In recent months, following Russia’s invasion of Ukraine, the world’s Western governments have boasted about appeals of solidarity with the war refugees, to the point that some countries have decided to set aside a special budget for migrants arriving from Kiev. Today, those same governments are preparing to sign a new EU agreement on the relocation of migrants that envisages further militarisation of borders and stricter migration policies to t produce cheap and highly blackmailable labour. It is the institutional racism of the EU that continually distinguishes between migrants who are enough «fit» to be taken in, to be exploited in essential sectors, and migrants who are instead to be left to die in the desert sun, violently pushed back with truncheons, or murdered along the borders.

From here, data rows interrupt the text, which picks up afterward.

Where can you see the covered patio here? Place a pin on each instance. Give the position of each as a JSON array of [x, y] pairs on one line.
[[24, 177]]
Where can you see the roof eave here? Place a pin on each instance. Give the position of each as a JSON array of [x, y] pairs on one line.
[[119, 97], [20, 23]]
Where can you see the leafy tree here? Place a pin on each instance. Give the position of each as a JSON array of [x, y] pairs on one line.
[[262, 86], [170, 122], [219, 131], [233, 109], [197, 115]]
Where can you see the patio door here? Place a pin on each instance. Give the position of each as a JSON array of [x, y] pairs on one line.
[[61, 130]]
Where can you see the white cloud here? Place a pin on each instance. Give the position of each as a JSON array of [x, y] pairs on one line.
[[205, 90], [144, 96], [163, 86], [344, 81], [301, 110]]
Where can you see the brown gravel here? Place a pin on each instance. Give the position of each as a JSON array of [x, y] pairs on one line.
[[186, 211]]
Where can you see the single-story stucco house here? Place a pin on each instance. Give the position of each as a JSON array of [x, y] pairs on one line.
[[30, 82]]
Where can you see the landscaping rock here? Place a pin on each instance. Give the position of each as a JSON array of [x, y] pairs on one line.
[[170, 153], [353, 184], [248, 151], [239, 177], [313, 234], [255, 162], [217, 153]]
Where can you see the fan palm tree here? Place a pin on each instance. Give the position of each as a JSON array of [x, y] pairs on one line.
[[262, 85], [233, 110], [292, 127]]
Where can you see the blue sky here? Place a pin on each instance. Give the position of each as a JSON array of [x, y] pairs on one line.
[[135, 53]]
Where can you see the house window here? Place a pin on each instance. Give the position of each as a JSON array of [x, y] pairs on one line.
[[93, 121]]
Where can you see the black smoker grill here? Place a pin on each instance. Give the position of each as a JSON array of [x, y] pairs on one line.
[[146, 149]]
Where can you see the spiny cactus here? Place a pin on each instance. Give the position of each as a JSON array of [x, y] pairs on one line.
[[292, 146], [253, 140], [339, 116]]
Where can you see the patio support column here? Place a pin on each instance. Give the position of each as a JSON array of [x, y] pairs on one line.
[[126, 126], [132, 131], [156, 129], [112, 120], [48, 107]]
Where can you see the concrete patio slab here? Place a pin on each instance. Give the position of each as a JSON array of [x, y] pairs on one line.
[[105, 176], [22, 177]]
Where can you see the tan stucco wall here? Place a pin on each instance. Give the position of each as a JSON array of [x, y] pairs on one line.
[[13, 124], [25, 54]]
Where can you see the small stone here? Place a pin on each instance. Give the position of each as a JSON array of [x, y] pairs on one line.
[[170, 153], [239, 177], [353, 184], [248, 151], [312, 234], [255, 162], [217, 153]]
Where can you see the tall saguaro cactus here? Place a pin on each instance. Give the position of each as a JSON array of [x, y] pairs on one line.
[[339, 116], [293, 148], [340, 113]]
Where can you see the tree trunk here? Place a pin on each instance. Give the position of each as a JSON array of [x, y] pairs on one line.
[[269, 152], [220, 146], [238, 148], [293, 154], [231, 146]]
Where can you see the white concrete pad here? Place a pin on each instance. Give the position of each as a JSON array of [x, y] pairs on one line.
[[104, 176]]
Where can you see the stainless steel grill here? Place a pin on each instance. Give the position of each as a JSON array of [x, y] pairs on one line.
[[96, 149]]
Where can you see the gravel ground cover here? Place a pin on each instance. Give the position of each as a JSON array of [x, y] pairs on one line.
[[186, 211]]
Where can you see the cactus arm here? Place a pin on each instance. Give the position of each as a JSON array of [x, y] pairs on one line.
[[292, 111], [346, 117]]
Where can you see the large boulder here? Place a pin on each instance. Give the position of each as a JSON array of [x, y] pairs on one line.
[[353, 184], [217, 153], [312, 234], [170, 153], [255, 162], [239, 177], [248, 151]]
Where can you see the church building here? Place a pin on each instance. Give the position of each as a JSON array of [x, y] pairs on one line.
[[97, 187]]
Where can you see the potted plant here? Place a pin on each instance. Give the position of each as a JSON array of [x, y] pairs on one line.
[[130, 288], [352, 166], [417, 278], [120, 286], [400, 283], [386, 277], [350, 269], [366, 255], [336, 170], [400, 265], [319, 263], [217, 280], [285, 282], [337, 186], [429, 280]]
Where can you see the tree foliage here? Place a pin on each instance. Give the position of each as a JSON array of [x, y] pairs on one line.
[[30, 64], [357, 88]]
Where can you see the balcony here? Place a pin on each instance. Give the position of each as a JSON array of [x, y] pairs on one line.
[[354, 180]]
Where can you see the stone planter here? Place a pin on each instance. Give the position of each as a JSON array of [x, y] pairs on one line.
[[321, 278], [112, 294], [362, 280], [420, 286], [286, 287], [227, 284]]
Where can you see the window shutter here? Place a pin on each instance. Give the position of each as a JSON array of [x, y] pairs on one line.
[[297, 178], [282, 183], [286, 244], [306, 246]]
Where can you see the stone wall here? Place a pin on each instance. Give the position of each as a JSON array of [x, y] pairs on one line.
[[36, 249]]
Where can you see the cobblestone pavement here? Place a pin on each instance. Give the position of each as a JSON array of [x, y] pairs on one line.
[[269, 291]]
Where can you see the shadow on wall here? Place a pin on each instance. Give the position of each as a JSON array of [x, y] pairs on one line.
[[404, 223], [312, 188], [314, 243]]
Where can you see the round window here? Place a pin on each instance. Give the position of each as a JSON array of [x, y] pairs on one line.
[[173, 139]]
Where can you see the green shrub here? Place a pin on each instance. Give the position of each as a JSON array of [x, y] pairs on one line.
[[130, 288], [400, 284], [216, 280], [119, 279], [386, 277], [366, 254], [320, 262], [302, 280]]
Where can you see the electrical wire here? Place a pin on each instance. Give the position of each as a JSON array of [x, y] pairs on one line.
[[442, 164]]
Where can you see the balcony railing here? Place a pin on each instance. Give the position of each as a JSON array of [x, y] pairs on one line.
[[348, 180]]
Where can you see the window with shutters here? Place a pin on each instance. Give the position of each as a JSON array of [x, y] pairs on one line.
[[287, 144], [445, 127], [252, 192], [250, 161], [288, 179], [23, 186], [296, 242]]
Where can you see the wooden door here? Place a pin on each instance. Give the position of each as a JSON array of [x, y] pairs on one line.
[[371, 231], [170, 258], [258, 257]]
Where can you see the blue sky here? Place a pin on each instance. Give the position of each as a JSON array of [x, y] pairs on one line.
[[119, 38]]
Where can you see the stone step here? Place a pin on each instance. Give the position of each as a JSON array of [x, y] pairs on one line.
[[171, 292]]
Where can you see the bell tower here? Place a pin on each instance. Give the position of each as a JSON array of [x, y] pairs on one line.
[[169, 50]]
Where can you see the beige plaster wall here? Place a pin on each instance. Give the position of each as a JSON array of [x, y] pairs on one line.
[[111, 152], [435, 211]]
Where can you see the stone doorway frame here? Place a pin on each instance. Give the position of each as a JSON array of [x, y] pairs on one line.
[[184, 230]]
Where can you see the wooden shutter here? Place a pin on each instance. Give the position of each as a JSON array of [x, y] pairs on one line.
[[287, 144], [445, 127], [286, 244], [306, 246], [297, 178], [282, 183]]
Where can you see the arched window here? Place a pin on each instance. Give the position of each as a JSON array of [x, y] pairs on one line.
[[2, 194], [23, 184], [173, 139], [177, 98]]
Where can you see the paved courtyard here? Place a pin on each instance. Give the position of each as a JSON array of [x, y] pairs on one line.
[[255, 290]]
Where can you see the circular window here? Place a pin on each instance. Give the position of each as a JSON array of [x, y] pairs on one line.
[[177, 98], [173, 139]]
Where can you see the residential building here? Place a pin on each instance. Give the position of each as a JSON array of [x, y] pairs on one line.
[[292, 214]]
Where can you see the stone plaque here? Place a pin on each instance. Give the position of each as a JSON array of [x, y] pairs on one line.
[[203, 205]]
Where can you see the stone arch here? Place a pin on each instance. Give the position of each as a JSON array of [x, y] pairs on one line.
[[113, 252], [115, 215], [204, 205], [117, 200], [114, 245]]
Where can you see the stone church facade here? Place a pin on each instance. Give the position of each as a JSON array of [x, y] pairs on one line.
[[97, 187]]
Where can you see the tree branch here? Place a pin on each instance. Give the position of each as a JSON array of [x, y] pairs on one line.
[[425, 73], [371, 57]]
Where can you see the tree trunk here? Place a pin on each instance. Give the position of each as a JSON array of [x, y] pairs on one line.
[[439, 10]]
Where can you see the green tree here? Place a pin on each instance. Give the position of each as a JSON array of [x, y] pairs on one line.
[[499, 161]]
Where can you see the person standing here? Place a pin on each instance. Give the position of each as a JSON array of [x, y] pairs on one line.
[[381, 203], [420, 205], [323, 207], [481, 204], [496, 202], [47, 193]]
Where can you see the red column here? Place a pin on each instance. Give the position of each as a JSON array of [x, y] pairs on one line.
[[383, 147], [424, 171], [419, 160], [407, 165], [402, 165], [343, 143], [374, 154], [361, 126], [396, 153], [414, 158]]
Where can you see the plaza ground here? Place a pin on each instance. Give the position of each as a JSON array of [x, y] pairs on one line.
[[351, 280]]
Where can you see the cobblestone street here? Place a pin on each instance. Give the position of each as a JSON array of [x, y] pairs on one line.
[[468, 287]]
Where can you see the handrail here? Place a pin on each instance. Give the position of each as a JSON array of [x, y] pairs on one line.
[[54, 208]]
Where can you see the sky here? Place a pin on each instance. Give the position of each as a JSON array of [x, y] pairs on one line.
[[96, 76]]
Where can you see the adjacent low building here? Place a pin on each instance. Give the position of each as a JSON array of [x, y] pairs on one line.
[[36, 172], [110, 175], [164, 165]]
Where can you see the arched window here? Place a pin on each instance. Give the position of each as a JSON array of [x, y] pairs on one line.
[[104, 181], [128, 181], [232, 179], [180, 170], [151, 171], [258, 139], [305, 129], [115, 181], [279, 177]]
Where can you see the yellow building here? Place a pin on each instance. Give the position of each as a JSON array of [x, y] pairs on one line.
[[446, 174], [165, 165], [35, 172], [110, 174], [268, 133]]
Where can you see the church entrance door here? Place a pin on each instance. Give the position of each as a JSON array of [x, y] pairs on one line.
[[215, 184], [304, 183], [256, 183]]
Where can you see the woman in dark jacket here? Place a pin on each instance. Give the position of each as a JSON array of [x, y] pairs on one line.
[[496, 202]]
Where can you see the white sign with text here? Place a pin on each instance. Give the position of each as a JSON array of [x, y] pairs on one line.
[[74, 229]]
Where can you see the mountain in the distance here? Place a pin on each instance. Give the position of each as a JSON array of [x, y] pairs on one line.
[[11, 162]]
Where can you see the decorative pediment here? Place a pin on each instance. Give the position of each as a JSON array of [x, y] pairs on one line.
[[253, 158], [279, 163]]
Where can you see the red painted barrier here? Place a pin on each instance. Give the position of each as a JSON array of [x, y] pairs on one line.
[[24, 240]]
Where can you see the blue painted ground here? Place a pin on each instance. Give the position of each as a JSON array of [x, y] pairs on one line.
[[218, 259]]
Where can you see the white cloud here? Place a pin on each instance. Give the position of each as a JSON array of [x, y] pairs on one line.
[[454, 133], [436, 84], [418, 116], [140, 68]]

The images and videos from Melilla show the violence of racism in its most brutal face, but they also show the strength and determination of a movement of migrant women and men, who reject European «business as usual» and stubbornly violate borders for a better life. This collective refusal, this force for freedom, is the other side of the border violence in Europe and the United States, where only a few days ago 46 migrants were found asphyxiated in the truck transporting them to Texas, near the Mexican border. On Tuesday 1 July in Madrid, there will be a second big demonstration to say enough to the deaths along the borders, enough to the racist violence that legitimizes massacres and mass graves like the one in Melilla. As TMC we are on the side of all those who fight against the border regime in Europe and other countries, against exploitation, and racist violence inside and outside the borders. That is why as TMC we claim an unlimited and unconditional residence permit that makes us free to enter Europe and move freely within it in search of a better life.